Les «supers livrets»

Les livrets bancaires ou «super livrets» commercialisés par certains établissements financiers affichent une rentabilité supérieure à celle des placements sans risque (Livret A) pendant les périodes de promotion ou à l'ouverture de votre compte. Hors promotion toutefois, elle est souvent inférieure à celle du Livret A (0,5 %).

Sur ce type de placement, vous pouvez récupérer votre mise à tout moment. Les intérêts perçus sont fiscalisés au titre du PFU ou, sur demande, à l'Impôt sur le Revenu (IR).

Les parts sociales des établissements mutualistes

Les parts sociales sont des valeurs mobilières correspondant à une partie du capital d'une banque mutualiste (Crédit Mutuel, Caisse d'Epargne). Vous pouvez acheter des parts sociales en tant que client d'une banque mutualiste. Celles-ci peuvent être acquises comme des actions, dans une certaine limite (50.000 €). Elles ne sont pas négociées sur un marché: leur valeur ne peut fluctuer.

Les parts sociales génèrent un dividende, payé annuellement. Le taux servi est encadré par loi. Il dépend également de la générosité de la banque.En 2018, les parts sociales ont affiché des rendements allant de 1,35 % à 2,95 %.

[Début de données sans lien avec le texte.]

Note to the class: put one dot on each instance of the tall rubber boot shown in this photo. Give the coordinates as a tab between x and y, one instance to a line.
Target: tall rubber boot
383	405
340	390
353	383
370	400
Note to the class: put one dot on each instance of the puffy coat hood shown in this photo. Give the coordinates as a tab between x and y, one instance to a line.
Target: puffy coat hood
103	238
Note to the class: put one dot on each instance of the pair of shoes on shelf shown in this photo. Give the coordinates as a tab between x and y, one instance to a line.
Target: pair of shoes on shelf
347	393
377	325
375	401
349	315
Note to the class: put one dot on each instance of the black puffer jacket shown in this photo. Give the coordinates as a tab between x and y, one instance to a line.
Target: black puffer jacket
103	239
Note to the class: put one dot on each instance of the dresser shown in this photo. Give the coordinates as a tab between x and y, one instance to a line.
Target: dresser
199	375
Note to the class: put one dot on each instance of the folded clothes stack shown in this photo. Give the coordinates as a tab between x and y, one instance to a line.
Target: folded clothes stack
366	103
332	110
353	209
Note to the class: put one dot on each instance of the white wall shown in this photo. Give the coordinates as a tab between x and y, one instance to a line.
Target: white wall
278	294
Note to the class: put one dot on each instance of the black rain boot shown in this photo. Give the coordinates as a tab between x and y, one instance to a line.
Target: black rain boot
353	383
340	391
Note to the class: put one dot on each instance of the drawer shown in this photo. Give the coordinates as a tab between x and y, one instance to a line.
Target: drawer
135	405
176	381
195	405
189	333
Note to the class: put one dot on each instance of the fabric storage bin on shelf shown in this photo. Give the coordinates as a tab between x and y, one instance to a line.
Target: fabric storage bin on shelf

Ce placement est fiscalisé, soit au titre du Prélèvement Forfaitaire Unique de 30 %, soit à celui de l'Impôt sur le Revenu (IR), après un abattement de 60 % (les prélèvements sociaux de 17,2 % restent dus sur la totalité du dividende reçu).

En termes de liquidités, certains établissements imposent une durée de détention, d'autres non. Renseignez-vous auprès de votre conseiller.

La baisse de la rémunération de l'épargne ne permet pas de faire fructifier vos liquidités. En termes réels (inflation déduite), la rémunération proposée est négative. Pour limiter ce coût, certains placements, parfois fiscalisés, sont à privilégier. Méfiez-vous des promesses alléchantes qui vous sont faites.